Originally Posted by ricksome
I am still with my broker. I understand that he is full service and the commissions are high. IMHO they are too high.
You can always open an account with one of the discount brokerage house (Scott, TDAmeritrade, etc) and see how comfortable you are with doing your own investing. Or you can move some of your money to another broker and have them compete with/monitor one another.
I have noticed that for example, with most of the online brokerage house, I have no access to institutional class or institutional only funds unless I put up some serious money (multimillion minimum), or really good corporate/muni bonds because the good ones have already been snatched up way ahead of individual investors.
I do like the idea of using online brokerage for purchasing individual stocks, ETF, or index funds and you can certainly build an all-ETF asset allocation portfolio.
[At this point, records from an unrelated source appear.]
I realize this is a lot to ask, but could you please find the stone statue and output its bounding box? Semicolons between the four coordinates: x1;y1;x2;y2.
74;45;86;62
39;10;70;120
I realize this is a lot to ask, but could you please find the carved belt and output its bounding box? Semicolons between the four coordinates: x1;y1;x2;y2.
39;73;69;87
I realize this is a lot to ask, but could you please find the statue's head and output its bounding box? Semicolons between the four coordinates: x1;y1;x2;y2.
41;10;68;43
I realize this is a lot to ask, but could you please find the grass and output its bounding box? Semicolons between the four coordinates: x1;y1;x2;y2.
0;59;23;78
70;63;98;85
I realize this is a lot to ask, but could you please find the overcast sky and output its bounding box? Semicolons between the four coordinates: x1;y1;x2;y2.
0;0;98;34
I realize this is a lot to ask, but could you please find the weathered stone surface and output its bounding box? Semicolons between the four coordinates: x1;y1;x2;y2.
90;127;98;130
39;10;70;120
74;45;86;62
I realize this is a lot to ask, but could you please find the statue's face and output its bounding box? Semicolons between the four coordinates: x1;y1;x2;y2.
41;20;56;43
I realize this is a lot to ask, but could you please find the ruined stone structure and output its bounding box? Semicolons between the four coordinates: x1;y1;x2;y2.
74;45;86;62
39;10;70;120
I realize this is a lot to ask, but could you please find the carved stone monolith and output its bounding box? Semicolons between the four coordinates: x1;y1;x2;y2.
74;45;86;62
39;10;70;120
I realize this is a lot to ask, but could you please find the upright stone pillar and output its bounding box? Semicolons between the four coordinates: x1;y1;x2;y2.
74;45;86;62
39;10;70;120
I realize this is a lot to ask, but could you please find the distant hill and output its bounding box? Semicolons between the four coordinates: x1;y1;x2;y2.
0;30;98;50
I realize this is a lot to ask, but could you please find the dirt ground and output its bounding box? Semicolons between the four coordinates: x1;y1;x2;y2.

Again, the question remains which ETF, how to allocate and when to rebalance between your allocations.
However, I don't think ETFs, by themselves, is the holly grail. ETFs certainly can give you wide exposure to an entire sector of business (again you would have to know the particulars about sector ETFs) or market, but as with all indexes, its not very flexible, it does not anticipate, it does not give you any exposure to other asset classes or give you any way to hedge against systematic risk.
My advice: don't rely on any single financial instrument. Have some ETF, have some index funds, use some active-managed funds, have some bond/bondfund, do some real estate investing. Perhaps professional help is not unwarranted in today's economy. Of course, it all comes down to how much investable assets you have; you may or may not have access to the really good people. To be honest, I would venture to guess most top fund managers, traders, and wall-street gurus don't do their own investing.